BC121 In developing the Exposure Draft, the Board observed that requiring assets to be remeasured when they are impaired is a valuation concept rather than one of cost allocation. This concept, which some have termed ‘the recoverable cost concept’, focuses on the benefits to be derived from the asset in the future, rather than on the process by which the cost or other carrying amount of the asset should be allocated to particular accounting periods. Therefore, the purpose of an impairment test is to assess whether the carrying amount of an asset will be recovered through use or sale of the asset. Nevertheless, allocating the depreciable amount of an asset with a limited useful life on a systematic basis over that life provides some assurance against the asset’s carrying amount exceeding its recoverable amount.
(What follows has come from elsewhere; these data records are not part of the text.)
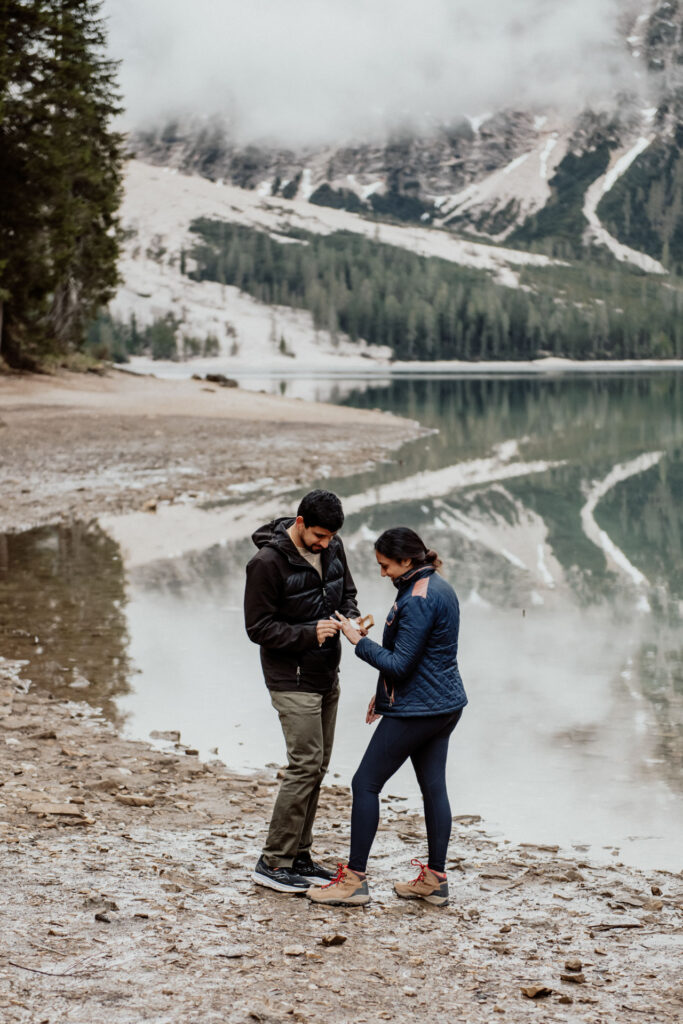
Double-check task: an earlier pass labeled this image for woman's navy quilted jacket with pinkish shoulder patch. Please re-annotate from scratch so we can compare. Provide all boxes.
[355,565,467,717]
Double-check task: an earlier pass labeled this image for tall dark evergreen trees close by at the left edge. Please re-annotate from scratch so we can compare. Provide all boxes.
[0,0,123,369]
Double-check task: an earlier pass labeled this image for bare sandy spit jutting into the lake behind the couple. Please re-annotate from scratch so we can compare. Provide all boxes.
[0,371,422,531]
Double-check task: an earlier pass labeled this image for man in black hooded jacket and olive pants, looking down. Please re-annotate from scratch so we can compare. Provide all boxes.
[245,490,358,893]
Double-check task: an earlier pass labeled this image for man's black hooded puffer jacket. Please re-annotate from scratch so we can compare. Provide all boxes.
[245,516,358,693]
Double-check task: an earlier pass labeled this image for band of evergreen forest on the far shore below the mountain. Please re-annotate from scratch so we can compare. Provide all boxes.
[190,219,683,360]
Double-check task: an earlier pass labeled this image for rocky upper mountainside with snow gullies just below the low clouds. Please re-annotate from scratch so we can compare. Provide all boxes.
[132,0,683,269]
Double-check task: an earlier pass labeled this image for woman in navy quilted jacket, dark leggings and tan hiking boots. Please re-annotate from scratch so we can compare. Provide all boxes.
[308,526,467,906]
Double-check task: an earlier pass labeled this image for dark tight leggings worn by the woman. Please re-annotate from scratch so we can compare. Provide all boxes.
[348,710,462,871]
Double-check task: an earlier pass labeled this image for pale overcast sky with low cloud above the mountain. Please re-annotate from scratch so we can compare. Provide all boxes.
[104,0,645,143]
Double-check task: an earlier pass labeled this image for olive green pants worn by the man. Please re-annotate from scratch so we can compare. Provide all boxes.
[263,683,339,867]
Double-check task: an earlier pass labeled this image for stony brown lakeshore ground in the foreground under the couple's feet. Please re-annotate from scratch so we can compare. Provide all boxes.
[0,659,683,1024]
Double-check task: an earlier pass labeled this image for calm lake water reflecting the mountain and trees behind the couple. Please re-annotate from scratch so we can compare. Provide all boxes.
[0,374,683,869]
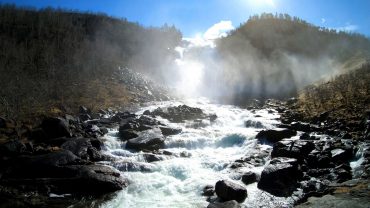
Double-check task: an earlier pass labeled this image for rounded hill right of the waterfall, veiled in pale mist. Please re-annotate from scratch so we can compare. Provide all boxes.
[217,14,370,103]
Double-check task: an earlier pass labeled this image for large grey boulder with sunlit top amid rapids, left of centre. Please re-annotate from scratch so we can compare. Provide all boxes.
[126,128,164,151]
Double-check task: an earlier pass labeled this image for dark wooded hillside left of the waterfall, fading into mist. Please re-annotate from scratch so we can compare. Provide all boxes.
[0,5,181,116]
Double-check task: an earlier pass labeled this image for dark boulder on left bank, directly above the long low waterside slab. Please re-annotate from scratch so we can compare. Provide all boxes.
[61,138,101,161]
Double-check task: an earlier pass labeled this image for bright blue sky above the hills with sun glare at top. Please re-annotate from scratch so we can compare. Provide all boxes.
[0,0,370,37]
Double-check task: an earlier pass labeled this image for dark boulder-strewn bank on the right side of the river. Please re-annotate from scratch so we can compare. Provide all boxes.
[203,99,370,208]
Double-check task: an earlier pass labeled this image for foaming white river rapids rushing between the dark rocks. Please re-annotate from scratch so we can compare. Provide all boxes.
[98,99,292,208]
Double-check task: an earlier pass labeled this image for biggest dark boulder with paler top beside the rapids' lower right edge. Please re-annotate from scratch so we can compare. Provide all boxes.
[257,157,301,197]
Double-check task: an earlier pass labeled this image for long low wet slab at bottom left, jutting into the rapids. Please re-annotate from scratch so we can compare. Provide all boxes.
[2,165,127,195]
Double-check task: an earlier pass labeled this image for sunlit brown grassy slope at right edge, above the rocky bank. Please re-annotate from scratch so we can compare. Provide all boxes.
[297,63,370,120]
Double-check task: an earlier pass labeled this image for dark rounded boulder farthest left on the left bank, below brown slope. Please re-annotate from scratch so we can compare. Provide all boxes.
[41,117,72,139]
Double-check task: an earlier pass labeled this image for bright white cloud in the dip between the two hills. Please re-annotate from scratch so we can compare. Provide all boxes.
[184,20,235,47]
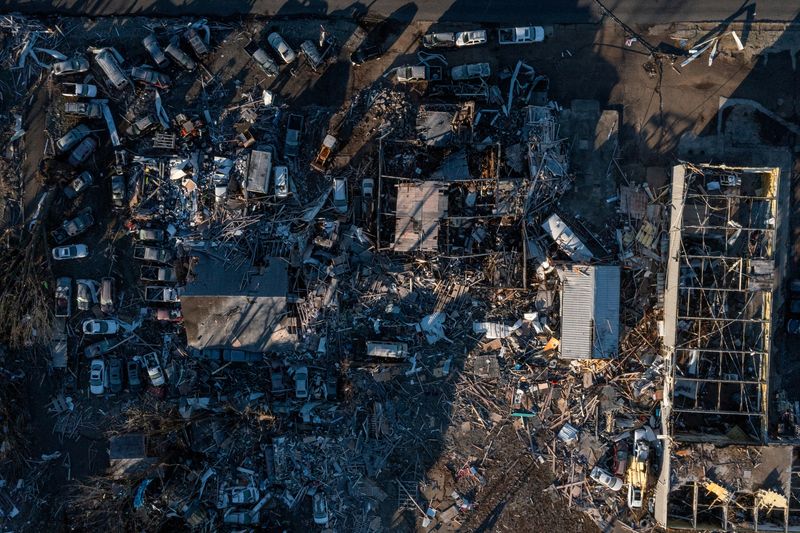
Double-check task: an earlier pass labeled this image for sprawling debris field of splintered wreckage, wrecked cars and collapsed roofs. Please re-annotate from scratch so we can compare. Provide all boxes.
[0,18,760,532]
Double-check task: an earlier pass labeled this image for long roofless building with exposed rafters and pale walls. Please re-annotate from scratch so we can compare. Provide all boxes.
[655,164,800,531]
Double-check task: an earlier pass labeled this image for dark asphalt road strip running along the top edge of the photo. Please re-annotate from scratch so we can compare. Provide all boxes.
[0,0,800,24]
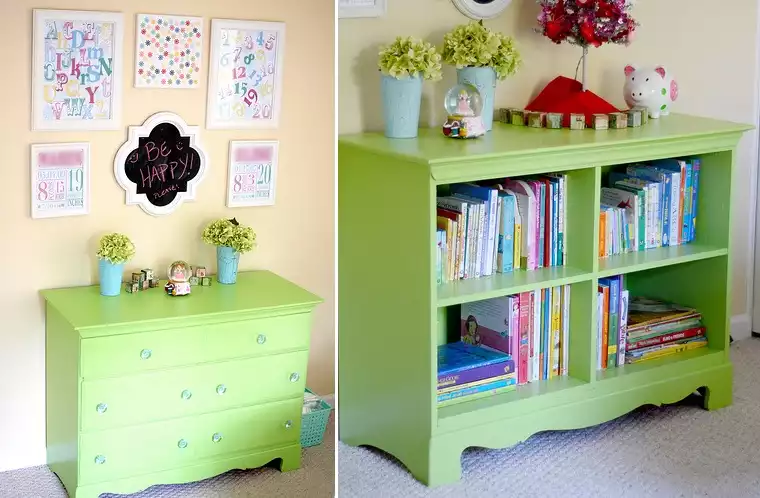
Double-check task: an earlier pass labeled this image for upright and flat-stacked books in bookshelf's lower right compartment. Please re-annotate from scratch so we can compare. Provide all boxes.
[597,275,707,370]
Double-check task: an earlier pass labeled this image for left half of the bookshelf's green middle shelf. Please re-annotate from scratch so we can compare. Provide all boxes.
[437,266,593,308]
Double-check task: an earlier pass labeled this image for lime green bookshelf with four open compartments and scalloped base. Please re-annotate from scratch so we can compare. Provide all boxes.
[338,115,751,486]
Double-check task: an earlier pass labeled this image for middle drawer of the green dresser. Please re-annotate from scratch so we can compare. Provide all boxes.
[81,351,309,431]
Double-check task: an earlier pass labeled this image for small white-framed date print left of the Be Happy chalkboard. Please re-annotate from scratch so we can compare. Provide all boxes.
[29,142,90,219]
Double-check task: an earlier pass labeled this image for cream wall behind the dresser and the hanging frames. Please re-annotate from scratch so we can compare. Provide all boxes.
[0,0,335,471]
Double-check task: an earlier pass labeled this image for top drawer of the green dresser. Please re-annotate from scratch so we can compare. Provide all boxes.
[80,313,311,379]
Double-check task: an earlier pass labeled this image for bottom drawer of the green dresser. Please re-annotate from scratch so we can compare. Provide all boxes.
[79,396,303,485]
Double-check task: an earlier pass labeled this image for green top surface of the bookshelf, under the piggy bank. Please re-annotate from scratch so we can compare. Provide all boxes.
[339,114,753,163]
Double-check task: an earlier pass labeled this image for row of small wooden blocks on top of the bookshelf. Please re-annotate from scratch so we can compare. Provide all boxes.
[499,108,649,130]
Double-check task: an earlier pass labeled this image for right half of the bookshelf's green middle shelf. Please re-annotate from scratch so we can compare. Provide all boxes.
[597,243,728,278]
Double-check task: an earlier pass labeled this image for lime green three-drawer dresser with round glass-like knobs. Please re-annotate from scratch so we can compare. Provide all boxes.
[42,271,321,498]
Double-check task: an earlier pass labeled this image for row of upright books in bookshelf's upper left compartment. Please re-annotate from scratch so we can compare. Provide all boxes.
[436,174,567,283]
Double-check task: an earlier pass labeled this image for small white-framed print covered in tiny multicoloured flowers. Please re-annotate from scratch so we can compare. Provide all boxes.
[133,14,207,90]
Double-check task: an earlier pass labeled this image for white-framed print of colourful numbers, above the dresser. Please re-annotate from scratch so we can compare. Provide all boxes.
[206,19,285,129]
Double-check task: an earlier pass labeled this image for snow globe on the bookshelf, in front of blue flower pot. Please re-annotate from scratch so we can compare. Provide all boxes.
[443,84,486,138]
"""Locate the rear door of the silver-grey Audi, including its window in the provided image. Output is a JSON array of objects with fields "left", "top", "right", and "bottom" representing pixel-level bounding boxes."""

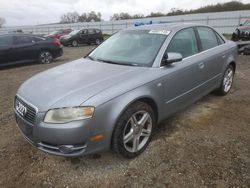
[{"left": 196, "top": 26, "right": 226, "bottom": 92}]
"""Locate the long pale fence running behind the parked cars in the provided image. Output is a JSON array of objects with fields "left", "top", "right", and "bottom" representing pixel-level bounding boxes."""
[{"left": 0, "top": 10, "right": 250, "bottom": 34}]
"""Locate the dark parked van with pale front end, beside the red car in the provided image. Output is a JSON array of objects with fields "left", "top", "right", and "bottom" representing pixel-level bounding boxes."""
[{"left": 60, "top": 29, "right": 103, "bottom": 47}]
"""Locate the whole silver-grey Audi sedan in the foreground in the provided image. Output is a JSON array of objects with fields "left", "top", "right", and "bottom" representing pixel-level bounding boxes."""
[{"left": 14, "top": 23, "right": 238, "bottom": 158}]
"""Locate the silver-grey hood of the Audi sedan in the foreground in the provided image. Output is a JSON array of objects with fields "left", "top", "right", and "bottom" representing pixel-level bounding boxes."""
[{"left": 17, "top": 59, "right": 145, "bottom": 112}]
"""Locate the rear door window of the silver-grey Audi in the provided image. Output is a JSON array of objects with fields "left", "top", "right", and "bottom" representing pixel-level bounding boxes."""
[{"left": 197, "top": 27, "right": 218, "bottom": 51}]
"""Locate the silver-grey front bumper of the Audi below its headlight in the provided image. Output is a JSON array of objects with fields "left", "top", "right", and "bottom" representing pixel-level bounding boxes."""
[{"left": 15, "top": 111, "right": 91, "bottom": 157}]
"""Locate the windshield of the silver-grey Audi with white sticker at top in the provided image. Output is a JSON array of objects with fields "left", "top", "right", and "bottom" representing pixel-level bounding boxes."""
[{"left": 88, "top": 30, "right": 169, "bottom": 66}]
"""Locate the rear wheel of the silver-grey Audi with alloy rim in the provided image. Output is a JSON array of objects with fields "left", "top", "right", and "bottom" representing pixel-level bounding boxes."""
[{"left": 215, "top": 65, "right": 235, "bottom": 96}]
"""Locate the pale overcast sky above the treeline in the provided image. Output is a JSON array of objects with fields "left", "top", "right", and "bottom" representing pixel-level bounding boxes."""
[{"left": 0, "top": 0, "right": 250, "bottom": 26}]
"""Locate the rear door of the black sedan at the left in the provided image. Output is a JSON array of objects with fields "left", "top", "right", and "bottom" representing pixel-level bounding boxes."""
[{"left": 11, "top": 35, "right": 36, "bottom": 61}]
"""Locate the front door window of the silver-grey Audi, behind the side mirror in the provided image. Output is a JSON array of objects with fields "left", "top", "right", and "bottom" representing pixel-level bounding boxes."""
[{"left": 166, "top": 28, "right": 198, "bottom": 58}]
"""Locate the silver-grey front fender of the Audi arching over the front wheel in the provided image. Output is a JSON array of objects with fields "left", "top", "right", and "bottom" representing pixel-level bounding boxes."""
[{"left": 83, "top": 80, "right": 164, "bottom": 146}]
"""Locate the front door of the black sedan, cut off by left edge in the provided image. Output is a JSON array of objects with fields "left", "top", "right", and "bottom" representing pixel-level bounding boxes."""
[{"left": 0, "top": 35, "right": 13, "bottom": 64}]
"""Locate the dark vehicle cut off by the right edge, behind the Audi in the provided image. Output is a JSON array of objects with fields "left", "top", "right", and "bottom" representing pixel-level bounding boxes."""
[{"left": 232, "top": 18, "right": 250, "bottom": 41}]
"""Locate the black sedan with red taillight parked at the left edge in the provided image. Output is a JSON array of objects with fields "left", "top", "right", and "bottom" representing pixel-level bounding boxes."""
[{"left": 0, "top": 34, "right": 63, "bottom": 66}]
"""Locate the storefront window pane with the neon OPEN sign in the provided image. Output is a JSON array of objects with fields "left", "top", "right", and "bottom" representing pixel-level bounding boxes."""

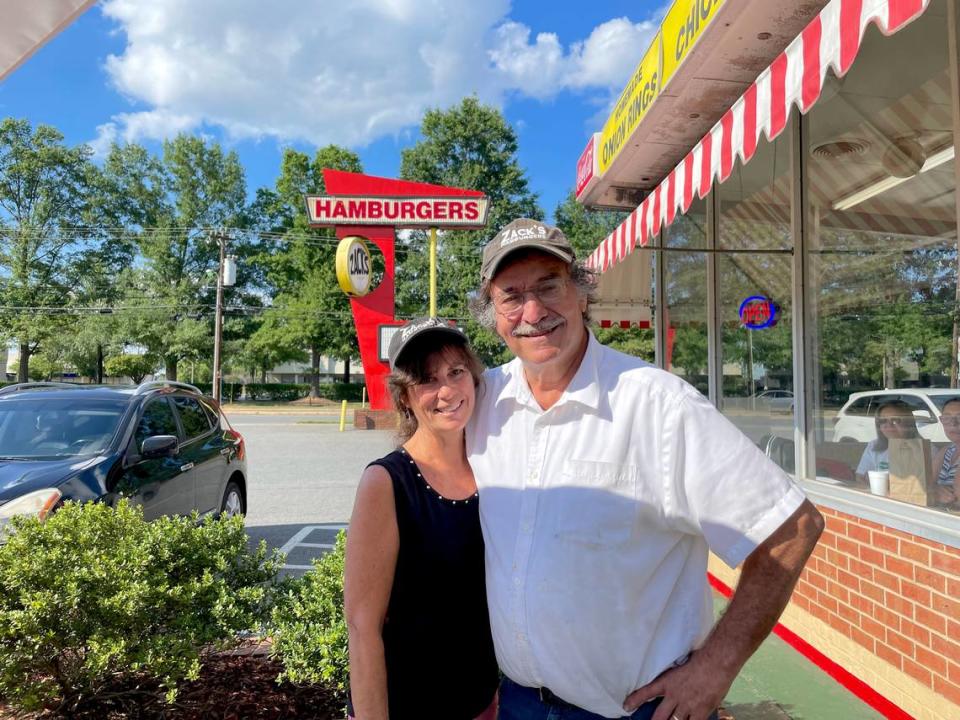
[{"left": 715, "top": 128, "right": 794, "bottom": 448}]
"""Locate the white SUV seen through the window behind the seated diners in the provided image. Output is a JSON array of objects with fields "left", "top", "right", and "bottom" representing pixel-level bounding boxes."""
[{"left": 833, "top": 388, "right": 960, "bottom": 442}]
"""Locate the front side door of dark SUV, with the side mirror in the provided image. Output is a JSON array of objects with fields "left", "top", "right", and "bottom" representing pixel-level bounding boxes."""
[{"left": 116, "top": 397, "right": 193, "bottom": 520}]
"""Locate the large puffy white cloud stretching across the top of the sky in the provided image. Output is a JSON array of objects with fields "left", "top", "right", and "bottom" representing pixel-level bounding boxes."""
[{"left": 94, "top": 0, "right": 653, "bottom": 149}]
The Board acknowledged that non‑amortisation of an intangible asset increases the reliance that must be placed on impairment reviews of that asset to ensure that its carrying amount does not exceed its recoverable amount.

BC122 Accordingly, the Exposure Draft proposed that indefinite‑lived intangibles should be tested for impairment at the end of each annual reporting period. The Board concluded, however, that testing such assets annually for impairment is not a substitute for management being aware of events occurring or circumstances changing between annual tests that indicate a possible impairment. Therefore, the Exposure Draft also proposed that an entity should be required to test such assets for impairment whenever there is an indication of possible impairment, and not wait until the next annual test.